Remote Sens.2014, 6(3), 2108-2133; doi:10.3390/rs6032108 - published online 7 March 2014 Show/Hide Abstract
Abstract: Gross primary production (GPP) plays an important role in the net ecosystem exchange of CO2 between the atmosphere and terrestrial ecosystems. It is particularly important to monitor GPP in Southeast Asia because of increasing rates of tropical forest degradation and deforestation in the region in recent decades. The newly available, improved, third generation Normalized Difference Vegetation Index (NDVI3g) from the Global Inventory Modelling and Mapping Studies (GIMMS) group provides a long temporal dataset, from July 1981 to December 2011, for terrestrial carbon cycle and climate response research.

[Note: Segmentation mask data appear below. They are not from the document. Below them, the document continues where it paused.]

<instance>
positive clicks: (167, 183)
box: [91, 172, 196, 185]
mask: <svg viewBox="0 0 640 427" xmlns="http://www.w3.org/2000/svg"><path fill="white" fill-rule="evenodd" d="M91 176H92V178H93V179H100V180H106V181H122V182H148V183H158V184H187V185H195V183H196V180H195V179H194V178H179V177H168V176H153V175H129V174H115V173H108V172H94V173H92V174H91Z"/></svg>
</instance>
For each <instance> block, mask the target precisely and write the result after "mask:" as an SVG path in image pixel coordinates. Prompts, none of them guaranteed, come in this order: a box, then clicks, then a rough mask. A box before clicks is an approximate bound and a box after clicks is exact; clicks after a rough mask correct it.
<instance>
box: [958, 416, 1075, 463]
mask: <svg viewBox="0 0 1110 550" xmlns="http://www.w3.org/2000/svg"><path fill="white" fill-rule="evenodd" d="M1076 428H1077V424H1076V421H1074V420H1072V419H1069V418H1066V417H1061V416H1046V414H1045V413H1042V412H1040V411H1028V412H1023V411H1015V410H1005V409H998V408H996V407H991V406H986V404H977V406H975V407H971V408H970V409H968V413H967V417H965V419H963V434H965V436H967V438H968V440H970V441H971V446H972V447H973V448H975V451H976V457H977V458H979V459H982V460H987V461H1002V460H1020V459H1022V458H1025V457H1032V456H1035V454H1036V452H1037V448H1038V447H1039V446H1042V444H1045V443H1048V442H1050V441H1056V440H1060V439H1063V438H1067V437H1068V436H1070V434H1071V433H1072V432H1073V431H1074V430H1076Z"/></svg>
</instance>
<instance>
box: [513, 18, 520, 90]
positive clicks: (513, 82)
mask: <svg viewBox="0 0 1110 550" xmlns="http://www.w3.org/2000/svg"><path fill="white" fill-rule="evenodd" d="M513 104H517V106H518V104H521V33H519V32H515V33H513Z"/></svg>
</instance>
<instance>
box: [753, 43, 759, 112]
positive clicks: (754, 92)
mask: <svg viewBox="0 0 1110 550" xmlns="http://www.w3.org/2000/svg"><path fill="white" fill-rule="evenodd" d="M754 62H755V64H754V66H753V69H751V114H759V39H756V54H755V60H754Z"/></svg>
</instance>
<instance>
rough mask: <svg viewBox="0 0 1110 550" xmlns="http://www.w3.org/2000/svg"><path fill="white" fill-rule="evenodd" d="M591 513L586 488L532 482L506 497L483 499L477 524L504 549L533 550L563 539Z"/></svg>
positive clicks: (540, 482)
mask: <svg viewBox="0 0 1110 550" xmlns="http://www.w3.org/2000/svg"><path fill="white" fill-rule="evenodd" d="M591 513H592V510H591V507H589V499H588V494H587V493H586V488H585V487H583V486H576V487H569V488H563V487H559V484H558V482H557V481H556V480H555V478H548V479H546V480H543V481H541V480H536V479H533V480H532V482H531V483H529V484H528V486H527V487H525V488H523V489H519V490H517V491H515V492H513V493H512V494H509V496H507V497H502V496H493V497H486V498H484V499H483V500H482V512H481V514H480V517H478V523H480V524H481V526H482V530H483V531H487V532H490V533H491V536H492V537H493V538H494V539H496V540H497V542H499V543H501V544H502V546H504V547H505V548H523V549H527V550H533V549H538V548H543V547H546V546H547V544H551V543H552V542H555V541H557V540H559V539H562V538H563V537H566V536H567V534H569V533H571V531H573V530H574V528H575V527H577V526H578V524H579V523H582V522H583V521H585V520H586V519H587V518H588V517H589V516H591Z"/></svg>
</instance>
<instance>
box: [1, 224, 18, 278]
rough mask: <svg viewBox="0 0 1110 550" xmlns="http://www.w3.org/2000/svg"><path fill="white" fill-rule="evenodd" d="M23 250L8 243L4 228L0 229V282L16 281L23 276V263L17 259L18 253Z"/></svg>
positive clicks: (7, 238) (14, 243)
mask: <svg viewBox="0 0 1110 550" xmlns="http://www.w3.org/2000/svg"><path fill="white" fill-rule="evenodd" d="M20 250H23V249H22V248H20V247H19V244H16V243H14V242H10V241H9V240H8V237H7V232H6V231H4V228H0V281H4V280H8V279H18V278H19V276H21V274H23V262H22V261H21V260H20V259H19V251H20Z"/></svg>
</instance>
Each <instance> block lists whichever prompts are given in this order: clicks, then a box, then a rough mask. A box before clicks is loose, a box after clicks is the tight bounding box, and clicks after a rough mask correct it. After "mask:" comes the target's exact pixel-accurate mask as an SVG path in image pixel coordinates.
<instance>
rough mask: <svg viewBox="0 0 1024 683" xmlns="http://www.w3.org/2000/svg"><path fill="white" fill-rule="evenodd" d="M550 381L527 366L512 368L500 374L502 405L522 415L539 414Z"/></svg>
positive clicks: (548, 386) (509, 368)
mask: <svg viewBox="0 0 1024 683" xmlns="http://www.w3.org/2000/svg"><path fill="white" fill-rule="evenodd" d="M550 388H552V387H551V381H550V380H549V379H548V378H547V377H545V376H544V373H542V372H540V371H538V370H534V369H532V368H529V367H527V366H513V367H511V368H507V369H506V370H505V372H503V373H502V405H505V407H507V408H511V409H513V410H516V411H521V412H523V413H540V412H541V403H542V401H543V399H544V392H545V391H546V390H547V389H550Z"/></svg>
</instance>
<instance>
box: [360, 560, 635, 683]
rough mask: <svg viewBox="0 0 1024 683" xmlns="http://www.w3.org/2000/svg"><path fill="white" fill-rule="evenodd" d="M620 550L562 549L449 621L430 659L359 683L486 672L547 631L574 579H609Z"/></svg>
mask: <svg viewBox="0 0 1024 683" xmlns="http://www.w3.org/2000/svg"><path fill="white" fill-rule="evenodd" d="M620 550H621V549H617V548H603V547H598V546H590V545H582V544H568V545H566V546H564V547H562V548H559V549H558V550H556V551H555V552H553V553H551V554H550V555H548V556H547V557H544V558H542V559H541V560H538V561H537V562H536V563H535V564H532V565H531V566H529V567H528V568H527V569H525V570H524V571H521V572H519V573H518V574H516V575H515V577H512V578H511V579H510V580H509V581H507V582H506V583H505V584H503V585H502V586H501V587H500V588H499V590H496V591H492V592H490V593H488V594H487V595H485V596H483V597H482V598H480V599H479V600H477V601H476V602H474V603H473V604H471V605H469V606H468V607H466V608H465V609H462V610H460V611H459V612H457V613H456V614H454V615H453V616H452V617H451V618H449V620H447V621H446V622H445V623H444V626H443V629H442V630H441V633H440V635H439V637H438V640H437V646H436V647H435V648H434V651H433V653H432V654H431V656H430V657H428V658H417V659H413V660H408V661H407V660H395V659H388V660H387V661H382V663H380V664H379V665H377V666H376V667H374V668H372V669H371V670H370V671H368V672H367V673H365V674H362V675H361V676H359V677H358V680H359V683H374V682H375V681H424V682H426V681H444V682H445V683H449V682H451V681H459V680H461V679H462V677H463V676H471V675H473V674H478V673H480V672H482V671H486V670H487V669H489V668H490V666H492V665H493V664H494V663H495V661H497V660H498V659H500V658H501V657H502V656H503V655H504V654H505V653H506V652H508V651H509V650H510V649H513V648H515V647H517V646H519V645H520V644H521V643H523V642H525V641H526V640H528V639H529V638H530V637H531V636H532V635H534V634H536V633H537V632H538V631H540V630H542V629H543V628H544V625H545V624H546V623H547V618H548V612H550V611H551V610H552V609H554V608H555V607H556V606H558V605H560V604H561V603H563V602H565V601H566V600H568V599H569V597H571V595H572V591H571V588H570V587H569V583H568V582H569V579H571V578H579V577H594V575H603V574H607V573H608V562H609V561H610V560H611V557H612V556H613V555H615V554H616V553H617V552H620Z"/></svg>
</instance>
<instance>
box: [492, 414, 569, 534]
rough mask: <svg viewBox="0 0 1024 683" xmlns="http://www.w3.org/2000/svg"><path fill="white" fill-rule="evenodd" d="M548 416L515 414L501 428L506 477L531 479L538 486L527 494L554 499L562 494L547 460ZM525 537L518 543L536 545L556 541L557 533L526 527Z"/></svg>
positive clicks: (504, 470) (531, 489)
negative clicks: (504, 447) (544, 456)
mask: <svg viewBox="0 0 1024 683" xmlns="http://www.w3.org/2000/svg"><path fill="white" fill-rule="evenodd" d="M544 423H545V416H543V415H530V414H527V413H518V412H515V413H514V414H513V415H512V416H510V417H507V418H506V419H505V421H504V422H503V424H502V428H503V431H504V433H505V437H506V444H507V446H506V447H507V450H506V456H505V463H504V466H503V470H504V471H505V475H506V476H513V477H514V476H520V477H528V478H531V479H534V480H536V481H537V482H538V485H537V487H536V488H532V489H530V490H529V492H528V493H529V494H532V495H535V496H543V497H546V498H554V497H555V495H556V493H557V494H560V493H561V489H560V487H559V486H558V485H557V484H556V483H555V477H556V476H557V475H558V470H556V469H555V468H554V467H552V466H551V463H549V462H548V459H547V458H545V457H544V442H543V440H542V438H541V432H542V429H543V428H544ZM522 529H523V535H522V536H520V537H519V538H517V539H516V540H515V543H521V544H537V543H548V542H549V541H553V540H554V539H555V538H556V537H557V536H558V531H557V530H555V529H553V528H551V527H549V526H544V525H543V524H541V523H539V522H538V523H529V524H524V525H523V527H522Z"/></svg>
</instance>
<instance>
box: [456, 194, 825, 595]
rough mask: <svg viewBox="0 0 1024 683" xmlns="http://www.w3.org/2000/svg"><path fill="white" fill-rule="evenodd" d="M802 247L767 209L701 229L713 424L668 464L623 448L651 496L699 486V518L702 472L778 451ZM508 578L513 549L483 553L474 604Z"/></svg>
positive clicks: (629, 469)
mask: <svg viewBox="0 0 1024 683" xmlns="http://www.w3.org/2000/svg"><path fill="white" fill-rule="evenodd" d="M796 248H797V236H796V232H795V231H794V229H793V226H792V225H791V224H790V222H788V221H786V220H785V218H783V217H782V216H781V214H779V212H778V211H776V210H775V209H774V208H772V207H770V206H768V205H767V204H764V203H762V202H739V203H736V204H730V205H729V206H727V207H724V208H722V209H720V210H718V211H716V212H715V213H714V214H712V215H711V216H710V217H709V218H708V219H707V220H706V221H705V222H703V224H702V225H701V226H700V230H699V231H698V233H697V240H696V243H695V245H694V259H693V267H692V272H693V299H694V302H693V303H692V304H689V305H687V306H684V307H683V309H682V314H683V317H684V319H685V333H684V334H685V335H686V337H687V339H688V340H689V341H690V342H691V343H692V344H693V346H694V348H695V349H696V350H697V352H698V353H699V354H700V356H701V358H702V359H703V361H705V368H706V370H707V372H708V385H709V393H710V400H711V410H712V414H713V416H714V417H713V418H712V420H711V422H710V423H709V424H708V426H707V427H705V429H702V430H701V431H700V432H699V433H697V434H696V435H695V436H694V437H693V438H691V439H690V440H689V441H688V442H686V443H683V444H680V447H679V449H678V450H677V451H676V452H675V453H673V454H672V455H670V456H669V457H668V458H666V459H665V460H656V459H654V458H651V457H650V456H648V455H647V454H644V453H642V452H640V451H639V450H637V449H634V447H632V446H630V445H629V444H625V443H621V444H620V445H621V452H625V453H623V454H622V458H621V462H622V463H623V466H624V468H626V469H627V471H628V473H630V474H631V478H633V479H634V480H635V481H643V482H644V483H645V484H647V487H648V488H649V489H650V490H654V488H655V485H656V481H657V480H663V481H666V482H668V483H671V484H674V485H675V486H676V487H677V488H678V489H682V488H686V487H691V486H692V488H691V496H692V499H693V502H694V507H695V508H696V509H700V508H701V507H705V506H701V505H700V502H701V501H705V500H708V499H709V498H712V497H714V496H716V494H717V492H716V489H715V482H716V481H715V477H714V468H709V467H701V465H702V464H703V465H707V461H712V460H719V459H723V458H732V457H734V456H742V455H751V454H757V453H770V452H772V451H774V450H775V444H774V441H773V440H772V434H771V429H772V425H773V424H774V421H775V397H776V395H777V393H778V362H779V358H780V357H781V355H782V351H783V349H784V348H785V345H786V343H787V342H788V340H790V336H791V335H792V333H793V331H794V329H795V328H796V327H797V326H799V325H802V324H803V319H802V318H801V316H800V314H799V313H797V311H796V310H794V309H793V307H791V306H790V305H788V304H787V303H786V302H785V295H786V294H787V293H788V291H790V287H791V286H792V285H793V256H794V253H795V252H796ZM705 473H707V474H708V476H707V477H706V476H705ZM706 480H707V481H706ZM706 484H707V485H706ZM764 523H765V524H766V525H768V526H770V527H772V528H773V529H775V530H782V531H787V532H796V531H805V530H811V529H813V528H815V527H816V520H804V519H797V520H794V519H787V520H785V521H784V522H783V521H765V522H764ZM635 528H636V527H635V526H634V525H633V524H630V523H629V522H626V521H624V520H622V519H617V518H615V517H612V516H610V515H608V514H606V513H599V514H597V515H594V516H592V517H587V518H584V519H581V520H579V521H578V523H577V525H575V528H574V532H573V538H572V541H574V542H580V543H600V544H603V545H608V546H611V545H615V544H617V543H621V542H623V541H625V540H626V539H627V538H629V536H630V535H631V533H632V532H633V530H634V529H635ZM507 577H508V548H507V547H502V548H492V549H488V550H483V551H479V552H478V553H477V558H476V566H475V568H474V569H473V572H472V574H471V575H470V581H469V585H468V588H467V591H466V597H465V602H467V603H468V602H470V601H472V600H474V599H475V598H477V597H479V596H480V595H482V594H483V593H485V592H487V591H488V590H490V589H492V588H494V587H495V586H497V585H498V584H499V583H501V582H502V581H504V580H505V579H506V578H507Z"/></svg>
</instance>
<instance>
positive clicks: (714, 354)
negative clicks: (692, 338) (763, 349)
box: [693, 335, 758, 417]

However, GIMMS NDVI3g-based GPP estimates are not yet available. We applied the GLOPEM-CEVSA model, which integrates an ecosystem process model and a production efficiency model, to estimate GPP in Southeast Asia based on three independent results of the fraction of photosynthetically active radiation absorbed by vegetation (FPAR) from GIMMS NDVI3g (GPPNDVI3g), GIMMS NDVI1g (GPPNDVI1g), and the Moderate Resolution Imaging Spectroradiometer (MODIS) MOD15A2 FPAR product (GPPMOD15). The GPP results were validated using ground data from eddy flux towers located in different forest biomes, and comparisons were made among the three GPPs as well as the MOD17A2 GPP products (GPPMOD17). Based on validation with flux tower derived GPP estimates the results show that GPPNDVI3g is more accurate than GPPNDVI1g and is comparable in accuracy with GPPMOD15. In addition, GPPNDVI3g and GPPMOD15 have good spatial-temporal consistency. Our results indicate that GIMMS NDVI3g is an effective dataset for regional GPP simulation in Southeast Asia, capable of accurately tracking the variation and trends in long-term terrestrial ecosystem GPP dynamics.